Are Injective R-Linear Mappings in C Necessarily Surjective?

[Math Amateur]

I am reading Reinhold Remmert's book "Theory of Complex Functions" ...

I am focused on Chapter 0: Complex Numbers and Continuous Functions ... and in particular on Section 1.4: Angle-Preserving Mappings ... ...

I need help in order to fully understand a remark of Remmert's regarding injective \(\displaystyle \mathbb{R}\)-linear mappings The relevant part of Remmert's section on Angle-Preserving Mappings reads as follows:View attachment 8550In the above text from Remmert we read the following:

" ... ... we look at \(\displaystyle \mathbb{R}\)-linear injective (consequently also bijective) mappings \(\displaystyle T : \mathbb{C}\to \mathbb{C}\) ... ... " Can someone please explain how/why exactly \(\displaystyle \mathbb{R}\)-linear injective mappings are necessarily surjective ... ... ?

Peter

 

[Opalg]

In the above text from Remmert we read the following:

" ... ... we look at \(\displaystyle \mathbb{R}\)-linear injective (consequently also bijective) mappings \(\displaystyle T : \mathbb{C}\to \mathbb{C}\) ... ... "

Can someone please explain how/why exactly \(\displaystyle \mathbb{R}\)-linear injective mappings are necessarily surjective ... ... ?

Considered as a vector space over $\Bbb{R}$, $\Bbb{C}$ is a two-dimensional space.

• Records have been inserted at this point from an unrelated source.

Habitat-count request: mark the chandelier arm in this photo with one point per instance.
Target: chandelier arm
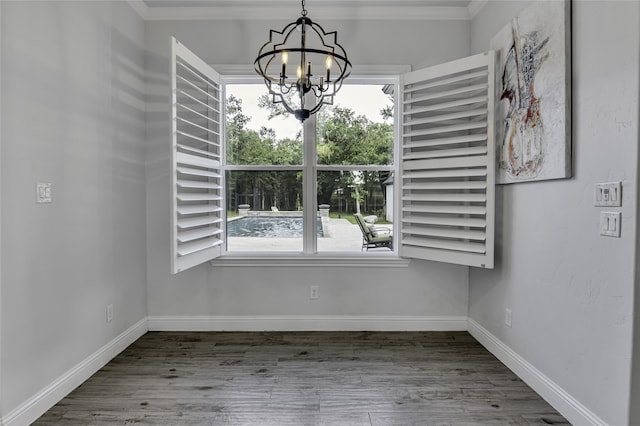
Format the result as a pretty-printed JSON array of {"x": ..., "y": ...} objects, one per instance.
[{"x": 306, "y": 84}]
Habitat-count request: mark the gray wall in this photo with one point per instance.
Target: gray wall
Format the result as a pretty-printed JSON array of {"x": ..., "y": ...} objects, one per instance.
[
  {"x": 73, "y": 115},
  {"x": 571, "y": 290},
  {"x": 422, "y": 289}
]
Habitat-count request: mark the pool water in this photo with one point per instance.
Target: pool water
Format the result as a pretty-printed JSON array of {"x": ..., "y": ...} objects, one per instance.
[{"x": 268, "y": 227}]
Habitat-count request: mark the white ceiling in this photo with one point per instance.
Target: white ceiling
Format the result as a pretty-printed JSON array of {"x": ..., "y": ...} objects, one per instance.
[{"x": 328, "y": 9}]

It is a theorem from linear algebra (the rank-nullity theorem) that the rank plus the nullity of a linear map on a vector space equals the dimension of the space. In this case, if the mapping is injective then its nullity is zero, so its rank is equal to the dimension of the space. That is equivalent to saying that the map is surjective, and therefore bijective.

 

[math771]

Hi Peter,

I can try to explain this for you. First, let's define what \mathbb{R}-linear means. It means that the mapping T is linear, meaning it preserves addition and scalar multiplication, and it also maps real numbers to real numbers. So, it is a linear mapping that only operates on real numbers.

Now, let's look at the injective part. This means that the mapping T is one-to-one, meaning that for every element in the domain, there is a unique element in the range. This also means that no two distinct elements in the domain can be mapped to the same element in the range.

Combining these two properties, we can see that the mapping T must be surjective as well. This is because for every real number in the range, there must be a corresponding element in the domain that maps to it. Since T is one-to-one, there cannot be any "leftover" elements in the range that do not have a corresponding element in the domain. Therefore, T must be surjective in order to map every element in the range to a unique element in the domain.

I hope this helps clarify the remark for you. Let me know if you have any other questions.